ハルの解説
「その格好、足、痺れるでしょ?」
リルはそう言ってハルの手を持ち上げて、自分はベンチに座ったまま、片膝を突いているハルを立たせた。
「ベンチに座ってよ」
リルが導く様に手を引く事に、ハルは抵抗する。
これまで何度かリルの前に片膝を突いて来たけれど、ハルに取って今回のアクションは特別だった。それなのにリルに立たされて、ハルはリルに躱された様に感じた。
ハルは片足を突っ張って、自分からもリルの手を引く。するとリルは簡単に立ち上がらせられてしまい、よろめいてハルの体に凭れ掛かってしまった。
「あ、ごめんだけど、なにするのよ?」
そう言って謝りながらも顔を見上げて抗議するリルをハルは両腕で包む。リルはハルの胸に両手を当てて、体を離そうとした。
「ちょっと・・・ハレンチでしょ?」
「ああ」
「こう言うの、ハルの常識では結婚してからじゃないの?」
「そうだな。かなり破廉恥だ」
「そもそも結婚出来ないのもそうだけど、私の常識だとまずお付き合いして、お互いの気持ちを確認して、結婚の合意が取れてから結婚だからね?」
「私の常識でもそれほど変わらない。そこに家の事情が絡むくらいだ」
「変わるでしょ?家の格の違いとか言ったら、私とハルは結婚出来ないでしょ?私は両親もいないし、家もないし」
「まあ、結婚は置いておいたとして」
「自分がプロポーズしたんじゃない」
「そうだが、その前に、お互いの気持ちは確認できたと言う事で良いのだな?」
「・・・良いけど、結婚は出来ないからね?」
「結婚の事はしばらく置いておいて欲しい。お互いの気持ちと言うのは、私はリルが好きだし、リルは私が好きだと言う事で良いのだな?」
「それは・・・そうだけど、でも、そんなのダメでしょ?」
「何が駄目なのだ?」
「私がハルを好きになったり、ハルが私を、その、好きになったり」
「それも置いておこう」
「え?なに?なにもかも置いて、どこ行くの?」
「まずリルに命を救われた事だが、私は男性に命を救われたとしても、その事に付いてはリルに感謝しているのと同程度に、その男性にも感謝をするだろう。

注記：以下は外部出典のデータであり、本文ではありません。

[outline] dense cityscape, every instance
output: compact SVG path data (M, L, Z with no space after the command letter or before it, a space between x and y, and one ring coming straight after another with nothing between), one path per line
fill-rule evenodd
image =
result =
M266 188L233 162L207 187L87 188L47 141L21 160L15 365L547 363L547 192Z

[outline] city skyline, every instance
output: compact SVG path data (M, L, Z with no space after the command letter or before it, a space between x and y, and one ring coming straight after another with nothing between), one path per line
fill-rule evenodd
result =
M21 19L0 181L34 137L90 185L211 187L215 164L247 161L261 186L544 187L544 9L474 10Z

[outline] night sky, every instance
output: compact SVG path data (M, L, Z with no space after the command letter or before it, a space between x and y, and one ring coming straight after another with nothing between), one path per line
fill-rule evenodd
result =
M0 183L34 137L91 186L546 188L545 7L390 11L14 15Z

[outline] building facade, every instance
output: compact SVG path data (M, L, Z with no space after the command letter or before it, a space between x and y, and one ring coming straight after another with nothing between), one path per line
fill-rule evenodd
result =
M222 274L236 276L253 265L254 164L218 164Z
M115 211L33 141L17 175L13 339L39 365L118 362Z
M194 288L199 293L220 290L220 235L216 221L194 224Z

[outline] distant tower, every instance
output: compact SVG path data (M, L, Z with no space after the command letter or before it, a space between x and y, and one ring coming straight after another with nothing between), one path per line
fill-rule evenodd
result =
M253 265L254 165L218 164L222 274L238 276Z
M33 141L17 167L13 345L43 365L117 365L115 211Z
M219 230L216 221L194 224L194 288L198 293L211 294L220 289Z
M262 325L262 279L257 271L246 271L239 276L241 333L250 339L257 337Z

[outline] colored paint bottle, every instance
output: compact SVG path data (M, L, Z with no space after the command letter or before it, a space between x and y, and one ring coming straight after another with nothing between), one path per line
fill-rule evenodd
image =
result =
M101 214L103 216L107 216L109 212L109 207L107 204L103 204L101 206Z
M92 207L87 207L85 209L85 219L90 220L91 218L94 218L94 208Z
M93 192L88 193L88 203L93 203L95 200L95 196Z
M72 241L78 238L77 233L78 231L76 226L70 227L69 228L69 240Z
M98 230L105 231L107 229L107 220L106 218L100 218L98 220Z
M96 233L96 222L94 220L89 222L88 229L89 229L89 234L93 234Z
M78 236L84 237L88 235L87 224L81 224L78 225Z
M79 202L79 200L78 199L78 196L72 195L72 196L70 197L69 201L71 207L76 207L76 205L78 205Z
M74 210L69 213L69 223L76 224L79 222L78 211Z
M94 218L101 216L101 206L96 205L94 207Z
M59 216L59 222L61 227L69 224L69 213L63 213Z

それは分かって貰えるだろうか?」
「・・・ええ、まあ。どちらもハルの命を救ったからと言う事よね?」
「ああ、そうだ。そして私に魔法を教えてくれたのが男性だったとしても、やはりリルへの感謝と同程度の感謝をその人物に向けるだろう」
「まあ、そうなんでしょうね」
「ああ。そしてだ。私の命を救ったのが女性でも、私に魔法を教えたのが女性でも、私はリルへの感謝と同程度の感謝をその女性に感じる筈だ」
「・・・そう」
「だが、それだけだ」
「それだけ?」
「ああ。その女性を好きになる事はない」
「なんで?だって私と同じ事をハルにするんでしょ?」
「ああ。つまり私は確かにリルに感謝をしているが、命を助けて貰ったから好きになったのではないし、魔法を教えて貰ったから好きになったのでもない。今日までのリルを見てきて、私はリルを女性として好ましいと思っているのだ」
「じゃあその女性がハルの好みに合う様に私と同じ事をしたら?」
「変わらない。男性に向けるのと同等の感謝はするが、異性として好きになる事はないだろう」
「なんで?だって私と同じ事をするのよ?なんでその人を好きにならないの?」
「私の心にはもうリルがいるのだから、好きになる筈がない」
「・・・私と出会う前だったら?」
「その相手がリルではない限り、私が好きになる事はない」
「なんで?おかしいじゃない?私とはまだ出会ってないのよ?」
「それでもやがて私はリルと出会って、私はリルを好きになる」
「どうして?そんなのおかしいわよ」
「少しもおかしくはない。私とリルが出会っても、私だけがリルに好意を抱いていたのなら、私はこれほどリルを思う事はなかっただろう」
「・・・私がハルを好きになったからって事?」
「ああ、その通りだ。お互いの気持ちがお互いに近付いて行ったから、私はリルをこれ程好ましく思うのだし、リルも同じ様に思ってくれているのではないか?」
リルはハルから視線を外すと少し俯いた。